I remember just a year or so ago when Sam Altman implored everyone to think of these assistants, these chatbots, as tools and not creatures. Now, I am sure many of you listening to this are thinking that Anthropic are doing something very cynical, which is getting people attached to their models, which are just generating the next token.

Others will be euphoric that Anthropic are at least acknowledging, and they do even more than this in the system card, but acknowledging the possibility that these things are more than tools. Now, I have spoken to some of the most senior researchers investigating the possibility of consciousness in these chatbots, and I don't have any better answer than any of you.

I'm just noting this rather dramatic change in policy in what the models are at least being told they can output. Did you know, for example, that Claude particularly enjoys thoughtful discussions about open scientific and philosophical questions? When, again, less than 18 months ago, it was being drilled into Claude that it cannot imply that an AI system has any emotion.

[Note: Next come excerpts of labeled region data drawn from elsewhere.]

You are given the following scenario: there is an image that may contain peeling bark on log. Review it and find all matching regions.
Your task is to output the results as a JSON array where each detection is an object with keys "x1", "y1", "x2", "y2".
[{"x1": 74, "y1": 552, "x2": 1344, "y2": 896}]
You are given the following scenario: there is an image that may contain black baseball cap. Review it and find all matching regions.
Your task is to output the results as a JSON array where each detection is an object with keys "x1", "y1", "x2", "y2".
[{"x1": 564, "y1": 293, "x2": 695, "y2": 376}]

Why the change in policy? Anthropic haven't said anything. At this point, of course, it's hard to separate genuine openness from these companies about what's going on with cynical exploitation of user emotions. There is now a Grok 3 AI girlfriend or boyfriend mode, apparently. And yeah, I don't know what to say about that.

And it's not like chatbots are particularly niche as they were when my channel started. ChatGBT alone serves 5% of the global population or 400 million weekly active users. Throw in Claude and Grok and Lama, DeepSeek, R1, and you're talking well over half a billion. Within just another couple of years, I could see that reaching one or two billion people.

Speaking of DeepSeek and their R1 model where you can see the thinking process. Oh, and before I forget, I have just finished writing the mini documentary on the origin story of that company and their mysterious founder, Liang Wenfang. You can now, and I'm realizing this is a very long sentence and I'm almost out of breath, you can now see the thought process behind Claude 3.7 as well.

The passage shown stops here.